How many people in the first world have ever actually seen true third world misery? Ever wandered around the shantytowns of Lagos? I'm guessing most of you haven't:



The Third Mainland Bridge is a looping ribbon of concrete that connects Lagos Island to the continent of Africa. It was built in the nineteen-seventies, part of a vast network of bridges, cloverleafs, and expressways intended to transform the districts and islands of this Nigerian city—then comprising three million people—into an efficient modern metropolis.
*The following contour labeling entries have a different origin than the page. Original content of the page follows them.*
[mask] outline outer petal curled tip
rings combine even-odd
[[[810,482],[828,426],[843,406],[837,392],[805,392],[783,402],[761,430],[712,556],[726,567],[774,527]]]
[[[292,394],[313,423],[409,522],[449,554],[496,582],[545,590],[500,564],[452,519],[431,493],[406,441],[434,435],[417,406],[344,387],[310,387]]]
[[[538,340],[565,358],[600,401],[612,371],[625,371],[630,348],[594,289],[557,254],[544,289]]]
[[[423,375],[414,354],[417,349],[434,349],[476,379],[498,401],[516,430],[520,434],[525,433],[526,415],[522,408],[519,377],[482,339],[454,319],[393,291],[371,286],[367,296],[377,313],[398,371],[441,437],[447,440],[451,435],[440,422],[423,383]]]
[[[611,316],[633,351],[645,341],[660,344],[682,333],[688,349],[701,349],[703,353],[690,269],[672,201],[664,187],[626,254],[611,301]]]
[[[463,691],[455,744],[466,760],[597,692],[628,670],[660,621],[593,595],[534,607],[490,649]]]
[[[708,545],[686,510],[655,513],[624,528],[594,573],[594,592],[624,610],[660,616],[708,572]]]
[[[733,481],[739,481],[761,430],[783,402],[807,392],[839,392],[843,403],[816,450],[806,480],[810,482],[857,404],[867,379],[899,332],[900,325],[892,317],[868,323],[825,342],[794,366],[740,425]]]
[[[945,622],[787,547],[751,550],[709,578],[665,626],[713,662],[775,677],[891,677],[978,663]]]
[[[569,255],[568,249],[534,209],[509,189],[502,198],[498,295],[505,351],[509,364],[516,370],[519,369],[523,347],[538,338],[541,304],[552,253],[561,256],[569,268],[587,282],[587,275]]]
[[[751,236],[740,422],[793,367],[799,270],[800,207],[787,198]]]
As the bridge snakes over sunken piers just above the waters of Lagos Lagoon, it passes a floating slum: thousands of wooden houses, perched on stilts a few feet above their own bobbing refuse, with rust-colored iron roofs wreathed in the haze from thousands of cooking fires. Fishermen and market women paddle dugout canoes on water as black and viscous as an oil slick. The bridge then passes the sawmill district, where rain-forest logs—sent across from the far shore, thirty miles to the east—form a floating mass by the piers. Smoldering hills of sawdust landfill send white smoke across the bridge, which mixes with diesel exhaust from the traffic. Beyond the sawmills, the old waterfront markets, the fishermen’s shanties, the blackened façades of high-rise housing projects, and the half-abandoned skyscrapers of downtown Lagos Island loom under a low, dirty sky. Around the city, garbage dumps steam with the combustion of natural gases, and auto yards glow with fires from fuel spills. All of Lagos seems to be burning.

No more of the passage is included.